CNPC Orders Overseas Offices to Urgently Destroy Documents

An internal document from China National Petroleum Corporation (CNPC) shows that the group ordered its overseas offices in more than a dozen countries to “urgently destroy or transfer sensitive documents” back in August. This refers mainly to documents related to “overseas (CCP) party-building activities.

Qin Peng, a New York-based China affairs commentator, explained that “overseas party building activities” refers to the Chinese Communist Party’s efforts to expand its global influence by requiring its overseas Chinese companies to collect intelligence, steal sensitive information, and influence local officials outside the scope of their legitimate business.

The recent leak of a list of nearly two million Chinese Communist Party members has raised global alarm about Chinese Communist infiltration.
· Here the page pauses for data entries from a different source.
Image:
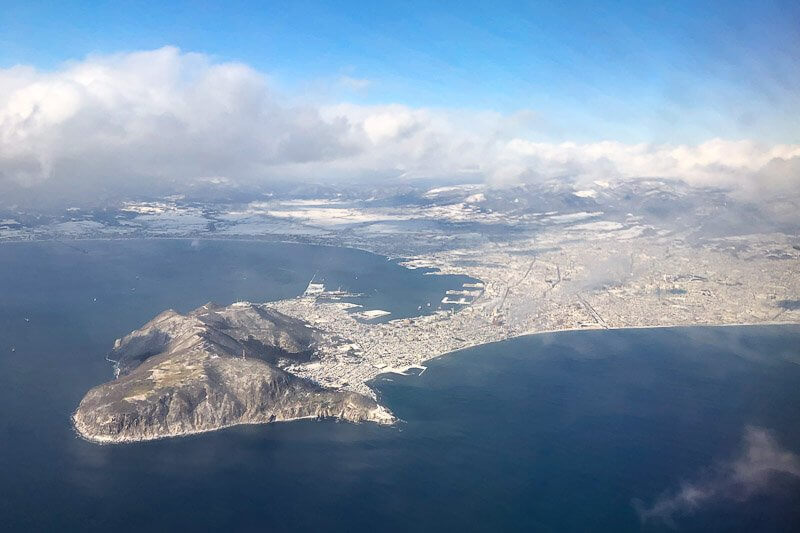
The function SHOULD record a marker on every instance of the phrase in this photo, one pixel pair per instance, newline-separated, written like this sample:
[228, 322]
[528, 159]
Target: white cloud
[745, 476]
[163, 118]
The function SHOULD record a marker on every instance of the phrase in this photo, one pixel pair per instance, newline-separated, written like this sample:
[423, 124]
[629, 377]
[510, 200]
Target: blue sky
[670, 72]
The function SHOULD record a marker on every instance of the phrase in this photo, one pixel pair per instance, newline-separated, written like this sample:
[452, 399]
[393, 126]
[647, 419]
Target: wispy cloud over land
[751, 473]
[160, 119]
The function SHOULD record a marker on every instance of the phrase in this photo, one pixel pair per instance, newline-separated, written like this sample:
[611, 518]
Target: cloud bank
[161, 119]
[761, 460]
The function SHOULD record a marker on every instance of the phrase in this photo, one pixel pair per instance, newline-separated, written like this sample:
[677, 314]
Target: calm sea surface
[690, 428]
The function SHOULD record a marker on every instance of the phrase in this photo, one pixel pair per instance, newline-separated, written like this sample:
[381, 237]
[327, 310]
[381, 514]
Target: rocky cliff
[212, 368]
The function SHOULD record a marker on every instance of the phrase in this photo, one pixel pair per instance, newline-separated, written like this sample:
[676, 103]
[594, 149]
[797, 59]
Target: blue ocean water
[578, 431]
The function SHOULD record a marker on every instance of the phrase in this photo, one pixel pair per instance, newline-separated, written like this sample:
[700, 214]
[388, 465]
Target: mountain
[212, 368]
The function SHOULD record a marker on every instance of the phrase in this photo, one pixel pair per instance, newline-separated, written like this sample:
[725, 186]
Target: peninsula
[212, 368]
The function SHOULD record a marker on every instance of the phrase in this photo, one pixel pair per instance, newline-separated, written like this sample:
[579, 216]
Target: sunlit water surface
[580, 431]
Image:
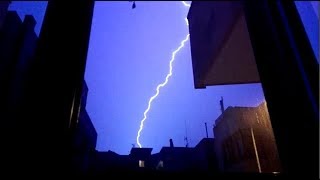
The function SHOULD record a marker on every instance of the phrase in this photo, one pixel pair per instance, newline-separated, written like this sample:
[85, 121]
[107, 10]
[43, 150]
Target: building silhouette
[85, 138]
[236, 42]
[245, 141]
[18, 42]
[3, 11]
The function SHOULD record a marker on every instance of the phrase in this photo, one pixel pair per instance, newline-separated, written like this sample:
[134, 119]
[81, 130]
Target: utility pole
[206, 129]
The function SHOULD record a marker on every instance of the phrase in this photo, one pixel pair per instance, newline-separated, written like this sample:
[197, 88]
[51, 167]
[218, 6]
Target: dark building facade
[235, 42]
[3, 11]
[18, 42]
[245, 140]
[85, 138]
[216, 30]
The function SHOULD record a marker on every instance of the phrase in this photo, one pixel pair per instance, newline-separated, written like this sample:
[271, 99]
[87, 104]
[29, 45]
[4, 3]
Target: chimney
[221, 105]
[30, 21]
[171, 143]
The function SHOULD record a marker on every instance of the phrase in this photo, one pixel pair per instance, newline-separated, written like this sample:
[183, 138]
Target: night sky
[128, 57]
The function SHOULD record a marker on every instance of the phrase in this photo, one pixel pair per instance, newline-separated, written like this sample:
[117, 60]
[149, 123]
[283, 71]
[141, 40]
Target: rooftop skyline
[128, 57]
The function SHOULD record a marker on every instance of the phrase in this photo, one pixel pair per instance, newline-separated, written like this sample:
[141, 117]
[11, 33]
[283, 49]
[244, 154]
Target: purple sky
[128, 57]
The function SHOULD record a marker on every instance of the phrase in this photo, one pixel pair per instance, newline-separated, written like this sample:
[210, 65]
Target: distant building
[182, 159]
[141, 157]
[216, 31]
[206, 156]
[244, 140]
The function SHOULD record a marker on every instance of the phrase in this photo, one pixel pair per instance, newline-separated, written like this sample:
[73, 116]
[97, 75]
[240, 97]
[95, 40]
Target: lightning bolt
[165, 82]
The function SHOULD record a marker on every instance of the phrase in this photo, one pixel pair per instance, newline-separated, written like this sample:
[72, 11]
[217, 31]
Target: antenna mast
[186, 137]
An investigation of the list by British and Australian media found that at least ten countries employed Communist Party members at their consulates general in Shanghai, and that several multinational companies, including HSBC, Standard Chartered Bank, Pfizer Pharmaceuticals, and Boeing, also had Communist Party branches.

The leaked list, which accounts for only 2% of all Chinese Communist Party members, has alerted the outside world to the extent of the CCP’s infiltration in foreign companies.

In addition to infiltrating foreign companies to spread its influence overseas, the CNPC document shows that the CCP’s overseas offices and branches of state-owned enterprises are also “assistants” to Beijing’s infiltration and export.

Charles Burton, a senior fellow at the McDonnell Laurier Institute (MLI), said in June that Chinese SOEs are investing in key areas in Canada in order to increase the CCP’s strategic influence and gather strategically important information: “These companies have strong ties to their counterparts in the CCP government, and they are run by the Chinese Communist Party, which is based within them. These companies have strong ties to their counterparts in the Chinese Communist Party government and they are governed by the Chinese Communist Party organizations located within them.”

FBI Director Christopher Wray told the Canadian Parliament’s Foreign Relations Committee last year that Chinese state-owned enterprises, even private ones, are being used by the CCP as “conduits to steal technological innovation:” “They [the CCP] are working through the CCP’s intelligence services, state-owned enterprises, ostensibly private companies, graduate students and researchers, and various agents working for the CCP to do this (steal intelligence).”

The West, led by the U.S. Trump administration, is fighting back against this, such as when the U.S. State Department shut down the CCP Consulate General in Houston in July of this year.

The above-mentioned CNPC documents, which were destroyed in response to a recent spate of actions by Western governments, are a good example. For example, the documents mention that the Australian government searched and confiscated the cell phones and computers of Chinese diplomats.